Dans les autres villes, et notamment à Lanester, cette délégation reste liée à LNC. On y repère même davantage l’indice d’une promotion par les instances participatives. L’élue déléguée à partir du troisième mandat fonde d’abord sa légitimité sur le fait de s’être fortement investie dans LNC et dans les conseils de quartier, dont elle a toujours été une membre régulière, tandis que son mari en assurait la présidence595. Cette voie d’accès à cette délégation ne se retrouve à Arcueil que pour les premiers mandats et ne fait pas sens à Bruz.

Mais la principale différence, c’est la pérennité des prises de fonctions électives selon la voie de promotion suivie par les individus.

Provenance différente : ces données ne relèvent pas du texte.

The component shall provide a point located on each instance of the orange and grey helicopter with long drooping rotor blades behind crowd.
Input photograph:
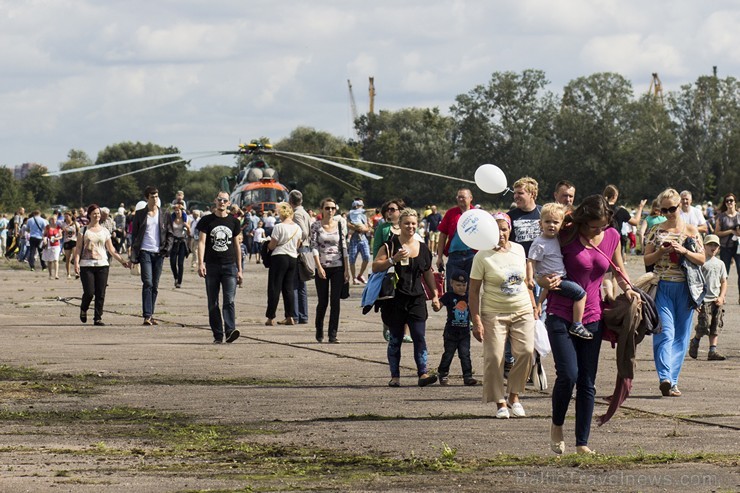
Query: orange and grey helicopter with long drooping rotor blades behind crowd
(257, 185)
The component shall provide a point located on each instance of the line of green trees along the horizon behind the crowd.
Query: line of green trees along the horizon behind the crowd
(596, 132)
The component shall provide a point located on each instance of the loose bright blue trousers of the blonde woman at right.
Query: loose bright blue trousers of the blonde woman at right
(676, 315)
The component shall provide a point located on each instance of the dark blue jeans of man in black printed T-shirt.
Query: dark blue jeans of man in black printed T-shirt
(221, 276)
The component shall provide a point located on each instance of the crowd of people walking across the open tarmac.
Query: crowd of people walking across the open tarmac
(551, 263)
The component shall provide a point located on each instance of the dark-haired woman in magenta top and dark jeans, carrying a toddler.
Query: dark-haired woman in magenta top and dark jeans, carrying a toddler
(576, 359)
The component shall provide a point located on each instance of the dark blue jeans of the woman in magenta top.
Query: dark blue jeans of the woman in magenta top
(576, 364)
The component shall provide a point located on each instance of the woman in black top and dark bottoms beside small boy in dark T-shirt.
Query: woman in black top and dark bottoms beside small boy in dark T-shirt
(411, 260)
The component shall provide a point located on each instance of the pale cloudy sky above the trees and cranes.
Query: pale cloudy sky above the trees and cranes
(205, 75)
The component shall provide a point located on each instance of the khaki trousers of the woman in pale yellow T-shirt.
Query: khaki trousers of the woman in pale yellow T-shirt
(519, 328)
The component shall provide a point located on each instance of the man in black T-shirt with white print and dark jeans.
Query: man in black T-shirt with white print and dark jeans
(219, 262)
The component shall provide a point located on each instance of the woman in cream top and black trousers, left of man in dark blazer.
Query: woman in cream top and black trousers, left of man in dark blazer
(91, 263)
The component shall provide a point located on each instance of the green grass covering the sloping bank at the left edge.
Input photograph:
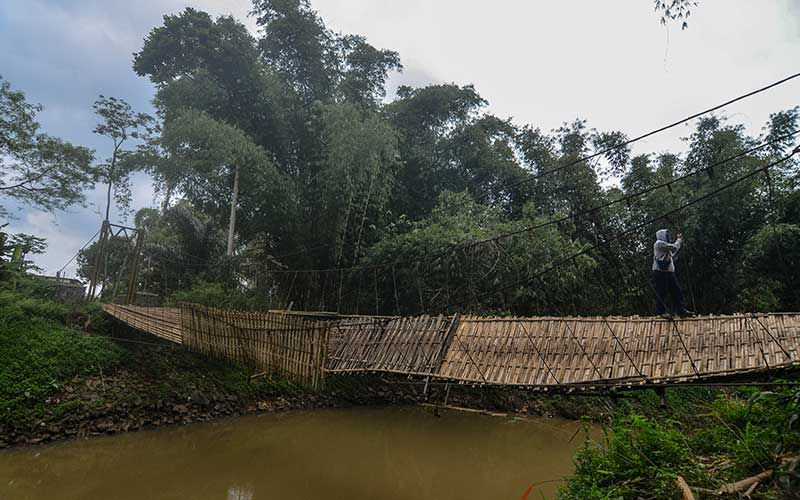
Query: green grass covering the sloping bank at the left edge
(40, 354)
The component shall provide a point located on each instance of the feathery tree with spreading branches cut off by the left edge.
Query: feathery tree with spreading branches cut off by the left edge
(37, 169)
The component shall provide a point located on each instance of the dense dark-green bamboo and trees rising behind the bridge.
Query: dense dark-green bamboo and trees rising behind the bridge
(427, 202)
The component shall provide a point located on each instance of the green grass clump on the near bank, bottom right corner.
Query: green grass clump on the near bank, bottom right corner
(711, 439)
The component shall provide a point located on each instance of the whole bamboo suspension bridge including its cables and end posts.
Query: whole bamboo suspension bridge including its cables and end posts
(535, 352)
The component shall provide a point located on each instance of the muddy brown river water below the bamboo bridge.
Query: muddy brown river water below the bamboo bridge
(350, 454)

Ceux qui sont membres d’un parti restent toujours élus au- delà de leurs premiers mandats. Autrement dit, le support de l’organisation partisane offre une certaine continuité à l’engagement politique local, que ne donne pas nécessairement le fait d’y être venue dans une démarche d’ouverture par la vie associative. Les parcours dits « d’ouverture » sont aussi ceux qui se referment le plus vite.

595 Nous réservons la discussion autour de cette participation « tremplin » vers un engagement politique local pour le chapitre 9 sur les parcours de participation.